MTAs are usually operated in queueing mode, especially those handling delivery out on the Internet. Each message is first received and accepted by the MTA, and then passed on to another MTA. Each message needs to be stored on disk, in order to guarantee that no message is lost. For most queuing MTAs, the disk will be the bottleneck. Both total number of IOPS (with fsync) and latency need to be considered, for a certain message size and concurrency. The queue storage is referred to as “spool” from hereon. Consider the following:

Spool disks should be optimized for high sustained IOPS and low latency, with regards to the expected concurrency and message size. Modern SSD/NVMe and SAS disks are known to provide high performance.
The MTA must fsync/journal messages to disk to provide reliable deliveries and no data loss. This comes with a latency cost that needs to be considered. There is an option to disable fsync (spool.fsync), but it’s not recommended for normal use.
RAID10 is generally regarded as being the most performant RAID level
Spool disks can be benchmarked with regards to IOPS, and we recommend dimensioning for a few IOPS per message/s.
The spool file system should be mounted with noatime so that access times on files are not updated (the timestamp is not used).
If possible, use a separate disk for the spool, logs and swap for better and more predictable performance.

1.2. CPU

CPU is often the second most important resource. Network transmission is arguably more important, but it typically depends on factors you cannot control nor predict. The MTA is event-based (asynchronous I/O) running on several event loops (multithreading).

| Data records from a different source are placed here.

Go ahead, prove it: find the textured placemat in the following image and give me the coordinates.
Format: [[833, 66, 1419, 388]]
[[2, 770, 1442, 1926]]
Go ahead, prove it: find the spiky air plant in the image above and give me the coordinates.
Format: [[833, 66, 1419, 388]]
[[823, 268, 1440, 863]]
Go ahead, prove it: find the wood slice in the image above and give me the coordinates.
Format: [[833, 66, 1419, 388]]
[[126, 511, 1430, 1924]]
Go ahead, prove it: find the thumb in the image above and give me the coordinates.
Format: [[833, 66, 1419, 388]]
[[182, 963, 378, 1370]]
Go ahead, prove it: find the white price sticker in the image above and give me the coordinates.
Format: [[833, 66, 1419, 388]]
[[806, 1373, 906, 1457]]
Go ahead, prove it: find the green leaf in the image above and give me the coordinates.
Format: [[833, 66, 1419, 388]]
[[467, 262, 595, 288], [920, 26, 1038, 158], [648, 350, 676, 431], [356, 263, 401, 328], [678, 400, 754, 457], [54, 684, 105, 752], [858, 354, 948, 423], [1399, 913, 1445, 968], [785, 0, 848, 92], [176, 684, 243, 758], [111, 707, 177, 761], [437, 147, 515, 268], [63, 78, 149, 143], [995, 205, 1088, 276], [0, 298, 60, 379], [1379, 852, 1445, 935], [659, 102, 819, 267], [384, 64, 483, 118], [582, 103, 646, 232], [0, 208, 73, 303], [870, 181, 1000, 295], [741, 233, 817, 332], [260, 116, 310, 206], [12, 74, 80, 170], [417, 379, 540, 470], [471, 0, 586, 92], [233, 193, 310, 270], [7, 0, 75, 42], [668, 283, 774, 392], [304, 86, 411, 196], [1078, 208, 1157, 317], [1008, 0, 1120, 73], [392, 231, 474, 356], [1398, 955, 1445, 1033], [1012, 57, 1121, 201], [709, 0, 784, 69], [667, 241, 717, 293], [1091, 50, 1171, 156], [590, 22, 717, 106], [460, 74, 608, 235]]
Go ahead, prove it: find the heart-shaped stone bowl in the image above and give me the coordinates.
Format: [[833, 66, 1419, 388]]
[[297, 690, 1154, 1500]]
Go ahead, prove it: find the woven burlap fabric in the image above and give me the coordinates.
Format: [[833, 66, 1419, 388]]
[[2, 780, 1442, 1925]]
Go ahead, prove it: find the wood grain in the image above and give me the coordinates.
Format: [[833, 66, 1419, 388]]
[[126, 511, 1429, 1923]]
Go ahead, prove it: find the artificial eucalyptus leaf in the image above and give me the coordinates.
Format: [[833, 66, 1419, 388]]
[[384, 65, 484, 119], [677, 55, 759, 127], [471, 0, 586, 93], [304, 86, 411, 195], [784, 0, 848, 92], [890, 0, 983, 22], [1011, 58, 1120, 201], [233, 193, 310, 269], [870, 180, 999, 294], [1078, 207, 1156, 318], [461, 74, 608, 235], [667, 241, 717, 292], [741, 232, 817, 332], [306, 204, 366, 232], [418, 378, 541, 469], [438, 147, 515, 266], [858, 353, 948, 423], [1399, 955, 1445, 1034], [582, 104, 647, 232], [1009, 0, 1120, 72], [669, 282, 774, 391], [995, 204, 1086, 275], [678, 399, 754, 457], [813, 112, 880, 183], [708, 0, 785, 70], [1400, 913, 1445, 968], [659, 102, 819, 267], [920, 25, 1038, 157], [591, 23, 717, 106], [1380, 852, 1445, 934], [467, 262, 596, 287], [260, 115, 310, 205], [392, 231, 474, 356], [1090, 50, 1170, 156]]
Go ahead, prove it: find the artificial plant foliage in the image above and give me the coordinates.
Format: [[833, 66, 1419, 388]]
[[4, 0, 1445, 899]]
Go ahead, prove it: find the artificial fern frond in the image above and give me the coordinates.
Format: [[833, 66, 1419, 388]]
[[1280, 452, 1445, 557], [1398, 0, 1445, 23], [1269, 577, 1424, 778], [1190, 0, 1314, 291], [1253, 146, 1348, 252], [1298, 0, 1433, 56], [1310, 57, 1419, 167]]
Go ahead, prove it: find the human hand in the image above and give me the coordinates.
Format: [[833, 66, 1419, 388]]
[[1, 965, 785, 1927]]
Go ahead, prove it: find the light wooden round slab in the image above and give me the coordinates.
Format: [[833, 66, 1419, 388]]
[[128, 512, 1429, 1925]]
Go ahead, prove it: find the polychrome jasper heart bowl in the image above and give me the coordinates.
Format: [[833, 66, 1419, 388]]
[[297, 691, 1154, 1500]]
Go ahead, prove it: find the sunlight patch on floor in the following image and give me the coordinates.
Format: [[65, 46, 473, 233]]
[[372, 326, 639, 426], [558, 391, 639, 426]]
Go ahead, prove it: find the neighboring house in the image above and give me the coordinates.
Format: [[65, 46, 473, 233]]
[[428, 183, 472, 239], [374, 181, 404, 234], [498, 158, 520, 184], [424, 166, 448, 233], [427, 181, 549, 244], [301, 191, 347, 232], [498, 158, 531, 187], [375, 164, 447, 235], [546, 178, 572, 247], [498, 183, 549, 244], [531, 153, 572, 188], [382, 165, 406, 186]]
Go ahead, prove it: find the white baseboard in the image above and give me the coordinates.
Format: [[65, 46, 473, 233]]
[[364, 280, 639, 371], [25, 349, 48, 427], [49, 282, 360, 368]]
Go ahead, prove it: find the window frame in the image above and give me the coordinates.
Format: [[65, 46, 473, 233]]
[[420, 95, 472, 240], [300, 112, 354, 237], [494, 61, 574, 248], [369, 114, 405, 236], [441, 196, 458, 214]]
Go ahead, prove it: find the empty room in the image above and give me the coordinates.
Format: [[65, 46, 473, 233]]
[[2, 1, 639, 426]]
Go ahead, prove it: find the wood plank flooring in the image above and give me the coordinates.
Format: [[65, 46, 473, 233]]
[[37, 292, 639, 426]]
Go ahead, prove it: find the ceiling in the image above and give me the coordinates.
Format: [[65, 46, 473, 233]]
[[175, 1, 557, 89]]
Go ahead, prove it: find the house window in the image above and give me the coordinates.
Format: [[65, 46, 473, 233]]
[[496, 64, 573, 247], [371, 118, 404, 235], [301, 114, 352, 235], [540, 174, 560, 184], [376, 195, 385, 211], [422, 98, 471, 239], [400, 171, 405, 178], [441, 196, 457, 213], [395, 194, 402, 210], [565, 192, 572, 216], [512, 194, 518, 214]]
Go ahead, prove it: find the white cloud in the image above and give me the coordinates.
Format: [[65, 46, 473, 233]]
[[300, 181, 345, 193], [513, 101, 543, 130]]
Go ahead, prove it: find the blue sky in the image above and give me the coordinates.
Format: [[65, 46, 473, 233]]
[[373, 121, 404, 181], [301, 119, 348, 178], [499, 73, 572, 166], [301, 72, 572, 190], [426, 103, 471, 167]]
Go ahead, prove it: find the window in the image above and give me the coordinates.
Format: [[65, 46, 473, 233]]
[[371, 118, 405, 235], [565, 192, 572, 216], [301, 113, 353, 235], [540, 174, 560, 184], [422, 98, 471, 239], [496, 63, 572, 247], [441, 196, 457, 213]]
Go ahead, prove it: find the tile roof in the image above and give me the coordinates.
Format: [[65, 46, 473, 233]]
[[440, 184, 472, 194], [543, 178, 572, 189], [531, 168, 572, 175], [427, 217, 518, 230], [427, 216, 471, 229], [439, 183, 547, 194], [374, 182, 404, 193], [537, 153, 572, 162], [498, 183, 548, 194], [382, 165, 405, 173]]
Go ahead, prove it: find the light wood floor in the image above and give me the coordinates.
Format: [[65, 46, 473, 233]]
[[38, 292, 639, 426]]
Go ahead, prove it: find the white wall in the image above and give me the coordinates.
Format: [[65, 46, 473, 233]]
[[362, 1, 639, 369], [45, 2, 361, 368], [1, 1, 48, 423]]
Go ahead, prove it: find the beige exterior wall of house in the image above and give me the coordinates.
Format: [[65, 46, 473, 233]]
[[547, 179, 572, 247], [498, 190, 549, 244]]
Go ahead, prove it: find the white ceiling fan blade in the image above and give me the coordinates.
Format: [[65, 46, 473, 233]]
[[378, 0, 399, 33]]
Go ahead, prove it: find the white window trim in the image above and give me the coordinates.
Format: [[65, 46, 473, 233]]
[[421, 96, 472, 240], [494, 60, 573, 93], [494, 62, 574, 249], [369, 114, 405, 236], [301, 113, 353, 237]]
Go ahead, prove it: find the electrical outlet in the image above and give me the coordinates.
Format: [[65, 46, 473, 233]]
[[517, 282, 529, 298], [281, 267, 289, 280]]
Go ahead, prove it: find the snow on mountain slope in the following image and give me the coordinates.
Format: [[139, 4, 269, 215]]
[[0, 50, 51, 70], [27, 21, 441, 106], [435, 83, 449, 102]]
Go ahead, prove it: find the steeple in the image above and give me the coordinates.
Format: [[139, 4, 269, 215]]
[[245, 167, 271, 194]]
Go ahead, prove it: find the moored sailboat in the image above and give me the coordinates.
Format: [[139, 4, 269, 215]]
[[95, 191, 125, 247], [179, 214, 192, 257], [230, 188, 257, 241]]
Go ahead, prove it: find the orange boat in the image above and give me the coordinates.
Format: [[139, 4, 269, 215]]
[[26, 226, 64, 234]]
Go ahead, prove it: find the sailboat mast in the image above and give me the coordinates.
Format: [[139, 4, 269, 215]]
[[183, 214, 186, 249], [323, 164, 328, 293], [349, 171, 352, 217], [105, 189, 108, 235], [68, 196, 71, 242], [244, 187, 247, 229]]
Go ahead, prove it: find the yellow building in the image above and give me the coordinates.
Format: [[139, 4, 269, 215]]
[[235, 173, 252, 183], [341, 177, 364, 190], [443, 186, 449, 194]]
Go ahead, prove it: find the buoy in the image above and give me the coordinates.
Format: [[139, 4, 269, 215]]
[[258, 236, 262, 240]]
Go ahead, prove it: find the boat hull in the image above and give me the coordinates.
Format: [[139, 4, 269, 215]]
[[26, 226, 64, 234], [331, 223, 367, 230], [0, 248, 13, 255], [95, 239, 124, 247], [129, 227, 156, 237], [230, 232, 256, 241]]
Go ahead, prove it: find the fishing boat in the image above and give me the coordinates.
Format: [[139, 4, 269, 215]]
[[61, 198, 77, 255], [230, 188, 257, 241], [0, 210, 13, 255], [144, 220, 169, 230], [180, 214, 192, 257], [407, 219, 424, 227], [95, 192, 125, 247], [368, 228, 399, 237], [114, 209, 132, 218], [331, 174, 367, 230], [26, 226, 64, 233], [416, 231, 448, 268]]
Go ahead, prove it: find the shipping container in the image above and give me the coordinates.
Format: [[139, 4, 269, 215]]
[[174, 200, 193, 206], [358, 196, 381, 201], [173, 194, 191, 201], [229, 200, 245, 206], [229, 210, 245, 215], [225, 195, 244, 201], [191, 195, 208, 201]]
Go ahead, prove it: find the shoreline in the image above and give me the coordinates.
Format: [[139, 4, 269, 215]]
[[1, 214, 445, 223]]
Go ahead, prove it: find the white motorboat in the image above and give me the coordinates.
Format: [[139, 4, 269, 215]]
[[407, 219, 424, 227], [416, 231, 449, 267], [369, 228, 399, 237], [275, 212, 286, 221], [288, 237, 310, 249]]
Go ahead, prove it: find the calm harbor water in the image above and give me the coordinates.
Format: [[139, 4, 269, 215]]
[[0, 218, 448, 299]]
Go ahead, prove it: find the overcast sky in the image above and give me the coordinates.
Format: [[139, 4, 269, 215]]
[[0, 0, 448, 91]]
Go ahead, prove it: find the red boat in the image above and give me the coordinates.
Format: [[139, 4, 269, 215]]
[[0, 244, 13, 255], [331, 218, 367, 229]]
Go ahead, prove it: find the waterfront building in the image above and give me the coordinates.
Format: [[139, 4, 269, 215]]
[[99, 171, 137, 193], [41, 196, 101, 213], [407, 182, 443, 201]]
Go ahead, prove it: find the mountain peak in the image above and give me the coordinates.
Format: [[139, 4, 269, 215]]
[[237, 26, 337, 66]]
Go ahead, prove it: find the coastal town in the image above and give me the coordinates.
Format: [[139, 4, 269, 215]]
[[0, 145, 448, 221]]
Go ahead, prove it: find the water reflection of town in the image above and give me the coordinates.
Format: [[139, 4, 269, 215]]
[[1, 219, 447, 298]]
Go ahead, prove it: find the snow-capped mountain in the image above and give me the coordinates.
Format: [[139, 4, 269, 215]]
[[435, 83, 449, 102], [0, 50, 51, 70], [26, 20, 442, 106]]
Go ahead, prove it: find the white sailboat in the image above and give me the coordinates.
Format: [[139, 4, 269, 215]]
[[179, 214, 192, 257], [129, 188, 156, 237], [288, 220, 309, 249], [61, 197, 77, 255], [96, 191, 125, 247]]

Hence, more CPU cores and a higher clock speed will improve the overall performance.

1.3. RAM

The MTA will trade consumed RAM for performance. Therefore, running the MTA with limited RAM is often a bad idea. The entire queue’s metadata is loaded into memory by the MTA to allow for virtual sub-queues. This data will consume a few kb of RAM memory for each message in the different queue states.

1.4. DNS

Not only MX lookup during SMTP delivery produce DNS queries, but many of the current email technologies also based on DNS (such as DANE, SPF, DKIM, DMARC, ARC, RBL, PTR records, etc). Having a fast, local and caching DNS infrastructure (preferably shared among all MTAs) may improve performance and reduce latency dramatically. The MTA itself has an internal DNS cache (resolver.cache.size) and a domain cache (resolver.domain.cache.size) to relieve some stress on the local resolver as well.

1.5. Linux tunables

There are some Linux kernel tunables that you might want to consider. For the most part, the default Linux tunable works just fine. However, some are known to cause issues with the workload of a highly concurrent MTA:

File descriptors limits, see environment.rlimit.nofile for more information
Port reuse and port ranges may need to be adjusted
Memory usage, see memory tuning for more information